Thanks, I could really use some general advice.
Steve
PS: I'm impressed with MongoDB from my testing on very low-end
hardware (Atom 330)
> Hi,
>
> I'm setting up a MongoDB installation and wondered if there on any
> general guidelines on
> hardware selection.
>
> For instance:
>
> In terms of scalability I'm sure there are some trade-offs between
> number of CPU cores
> and disk spindles. I would like a setup that I can scale with shards
> over time so should
> I go with nodes of 8 cores and RAID 10 storage or more nodes of 4
> cores with just RAID 1?
>
> I've been trying to weigh out buying four quad-core machines or two 8
> core.
>
> Thanks, I could really use some general advice.
My advice would be the same if this server were intended to run Oracle, MySQL, Sybase, etc. because the problem domains are so similar.
I/O
If your application is very write heavy, but the writes are small and potentially random, then go with RAID10.
If your application is very write heavy, but the writes are few, large and streaming, then RAID5 or RAID6 is a reasonable candidate.
If your application is read heavy, any RAID will do.
I almost always choose RAID10 because it is vastly more resilient to hardware failures and its rebuilds are "cheaper" than for RAID5 or 6.
I'll leave you to decide if you want to do FC, AoE, direct attached, iSCSI or some other storage connectivity option. Since Mongodb doesn't currently allow you to force indexes to be built at different storage paths there isn't a lot of reason to have multiple I/O channels. Perhaps you could future proof your setup a little bit by allowing for that possibility down the road.
RAM
Make sure you install as much RAM as your budget allows. If you are going above 16GB of RAM, I highly recommend ECC RAM so stray errors can be detected and corrected without crashing your box.
CPU
This is the toughest part of the discussion. Right now mongodb is not very concurrent in the sense that it uses a lot of cores. My understanding is that it has a write lock (per collection) so all writes are serialized (could potentially max out 1 CPU). However, reads can be more concurrent so you might be able to take advantage of additional cores if there is extremely heavy read activity.
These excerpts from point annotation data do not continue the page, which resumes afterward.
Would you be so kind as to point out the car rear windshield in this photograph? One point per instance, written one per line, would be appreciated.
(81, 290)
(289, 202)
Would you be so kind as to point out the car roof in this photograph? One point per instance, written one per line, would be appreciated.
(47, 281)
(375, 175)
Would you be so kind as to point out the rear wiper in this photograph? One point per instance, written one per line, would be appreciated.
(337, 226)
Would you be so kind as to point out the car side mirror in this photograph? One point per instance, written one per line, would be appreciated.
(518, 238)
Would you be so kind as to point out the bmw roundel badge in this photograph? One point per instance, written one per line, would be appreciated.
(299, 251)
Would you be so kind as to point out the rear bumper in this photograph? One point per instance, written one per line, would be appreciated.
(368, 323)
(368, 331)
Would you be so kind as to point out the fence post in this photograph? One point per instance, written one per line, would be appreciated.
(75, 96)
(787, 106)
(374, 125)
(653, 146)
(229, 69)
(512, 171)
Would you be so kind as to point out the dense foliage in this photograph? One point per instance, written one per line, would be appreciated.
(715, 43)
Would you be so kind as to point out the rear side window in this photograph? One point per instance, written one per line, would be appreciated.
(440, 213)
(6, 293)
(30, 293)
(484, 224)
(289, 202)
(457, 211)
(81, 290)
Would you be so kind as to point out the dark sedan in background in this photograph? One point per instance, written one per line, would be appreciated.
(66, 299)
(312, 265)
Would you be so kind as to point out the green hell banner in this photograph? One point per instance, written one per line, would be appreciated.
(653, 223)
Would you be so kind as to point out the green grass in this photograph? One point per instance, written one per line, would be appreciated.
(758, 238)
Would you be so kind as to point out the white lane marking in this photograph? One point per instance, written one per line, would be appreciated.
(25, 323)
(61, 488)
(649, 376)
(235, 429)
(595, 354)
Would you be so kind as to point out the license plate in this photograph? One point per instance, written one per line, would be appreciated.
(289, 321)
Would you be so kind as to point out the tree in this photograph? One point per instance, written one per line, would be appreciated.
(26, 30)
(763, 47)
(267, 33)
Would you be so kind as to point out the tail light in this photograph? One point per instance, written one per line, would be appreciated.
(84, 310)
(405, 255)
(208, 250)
Using db.eval() to execute code server-side blocks the entire process, so no more than 1 core can be used. Point for a dual or single quad core system.
Map/reduce allows for some concurrency but unless you are doing several of them simultaneously then more cores are a waste. Point again for a dual or single quad core system.
If you intend to run more software than just mongodb on this box, that will likely be your deciding factor for number of cores. I just don't see the point in going beyond a *single* quad core for mongodb now or in the immediate future.
Corrections, suggestions, criticisms are all welcome...
cr
Based on your advice I will probably go for nodes with 4 cores and
RAID 10 sets.
The machines will be dedicated to MongoDB.